Elena ha un sorriso furbesco. — Sono solo storie e si sapeva; l’unica cosa di cui eravamo certi era la nostra fede in Dio; le
stregonerie sono credenze sciocche — afferma con disprezzo — nessuna strega può sostituirsi a Dio e decidere della vita di qualcuno se Lui non è d’accordo.
— C’erano anche dei valdesi che credevano nel malocchio e in cose di questo genere, allora — interviene la sorella, che vuole essere obiettiva malgrado tutto.
— Ma pochi pochi — borbotta Elena —
le leggende erano storie gentili con le quali
distrarsi.
Ci sono molte cose che colpiscono in queste due sorelle e possono far riflettere; innanzitutto la loro salute e la loro lucidità,
nonostante la vita non facile che hanno
avuto e l’età avanzata, poi la loro fede che
nonostante qualche idea un po’ reazionaria
sui cattolici e sulla politica è molto radicata, semplice e sincera e le ha chiaramente
sorrette in ogni occasione, insieme ad un
saldo buon senso. Continuerei volentieri a
discorrere con loro, ma desidero parlare
anche con qualche donna più giovane. È la
volta di Alma, che ha una cinquantina di
anni circa.
sete d’affetto
— Eravate in molti nella tua famiglia. Alma?
— No, la mia mamma ebbe due sole figlie; a dodici anni di distanza l’una dalTall’altra, pensa. Nella sua famiglia d’origine
erano in quattordici fratelli; lei non ha voluto ripetere l’esperimento. — Che avere
una famiglia numerosa sia un errore è una
convinzione che esprimeranno tutte le amiche intervistate.
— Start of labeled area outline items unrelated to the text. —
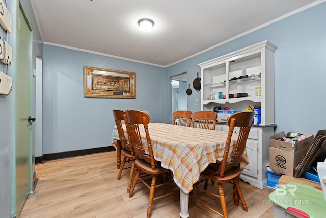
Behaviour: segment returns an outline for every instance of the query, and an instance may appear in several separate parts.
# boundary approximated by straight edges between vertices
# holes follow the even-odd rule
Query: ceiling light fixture
[[[138,20],[138,25],[142,30],[147,32],[150,31],[154,27],[154,22],[150,19],[141,19]]]

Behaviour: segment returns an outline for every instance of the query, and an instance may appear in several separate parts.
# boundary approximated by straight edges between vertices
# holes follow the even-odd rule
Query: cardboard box
[[[310,133],[292,132],[304,134],[306,137],[297,142],[294,150],[292,143],[277,140],[286,136],[284,132],[269,137],[269,167],[274,171],[293,177],[296,166],[312,143],[313,136]]]
[[[319,188],[320,190],[321,190],[322,188],[321,185],[317,182],[305,179],[304,178],[295,178],[286,175],[282,175],[282,176],[280,177],[280,179],[279,179],[279,185],[285,185],[290,182],[296,182],[311,185],[312,186]]]
[[[282,174],[270,169],[268,167],[266,167],[267,172],[267,187],[274,189],[279,187],[279,179],[282,176]]]

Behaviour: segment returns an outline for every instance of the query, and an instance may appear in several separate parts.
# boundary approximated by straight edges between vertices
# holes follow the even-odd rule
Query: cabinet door
[[[248,156],[249,164],[244,167],[241,173],[253,177],[258,177],[258,164],[257,164],[257,148],[258,143],[257,141],[248,139],[246,144],[247,147],[247,154]]]

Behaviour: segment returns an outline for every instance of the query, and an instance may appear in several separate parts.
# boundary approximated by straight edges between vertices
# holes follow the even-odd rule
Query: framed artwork
[[[84,96],[136,98],[136,74],[84,67]]]

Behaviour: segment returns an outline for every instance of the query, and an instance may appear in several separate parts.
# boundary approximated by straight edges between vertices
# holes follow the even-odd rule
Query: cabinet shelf
[[[211,83],[211,84],[206,84],[204,85],[204,86],[208,86],[209,88],[216,88],[219,87],[223,87],[225,86],[225,82],[221,82],[220,83]]]
[[[260,102],[261,101],[261,96],[254,96],[241,98],[228,98],[227,99],[206,99],[202,101],[202,104],[204,105],[207,105],[209,103],[216,103],[219,104],[224,104],[226,103],[234,103],[240,102],[243,101],[251,101],[253,102]]]
[[[246,78],[238,79],[237,80],[230,80],[229,81],[229,84],[238,84],[240,83],[248,83],[252,81],[257,81],[261,80],[260,77],[256,77],[253,78],[252,77],[249,77]]]

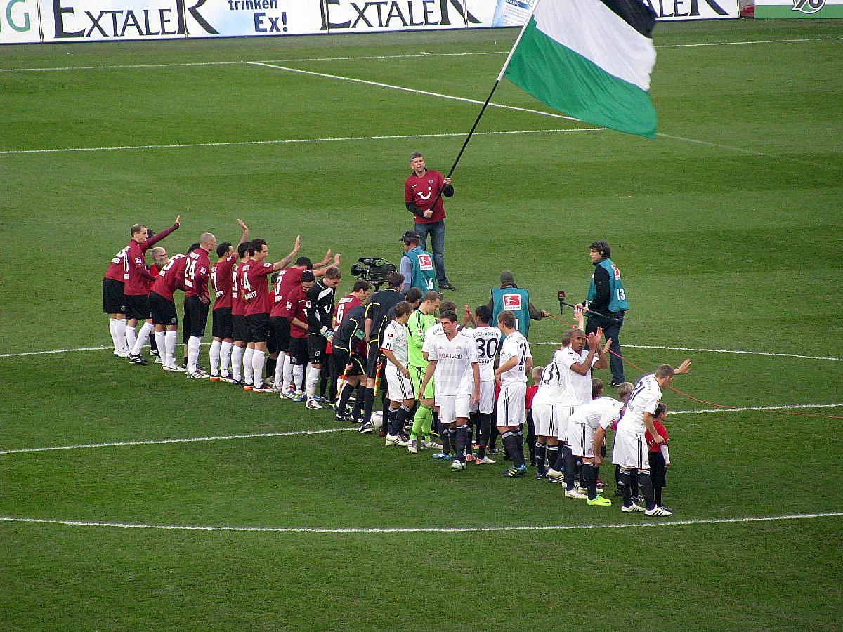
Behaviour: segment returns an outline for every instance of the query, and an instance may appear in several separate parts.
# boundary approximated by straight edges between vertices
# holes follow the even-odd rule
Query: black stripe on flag
[[[645,37],[652,36],[656,12],[642,0],[600,0],[616,15]]]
— Com’era la tua mamma. Alma?
Si illumina. — Oh, era una santa donna,
sai. Era molto moderna per quei tempi, figurati che diceva già che anche un uomo
deve aiutare in casa.
— Eravate... amiche?
— Posso dire di sì. Sai, si è ammalata di
cancro quando io ero appena adolescente e
l’ho curata per molti anni, le sono stata
sempre vicina e abbiamo parlato di tante
cose.
— Te ne occupavi da sola?
Ha una punta di risentimento. — Sì,, mia
sorella era sposata e pur vivendo in casa
preferiva non occuparsi di malati; io ero
la più giovane, e toccava a me pensare alla
mamma e alle faccende domestiche.
— Quanti anni avevi?
— Quattordici, quindici; sarebbe piaciuto anche a me uscire qualche volta.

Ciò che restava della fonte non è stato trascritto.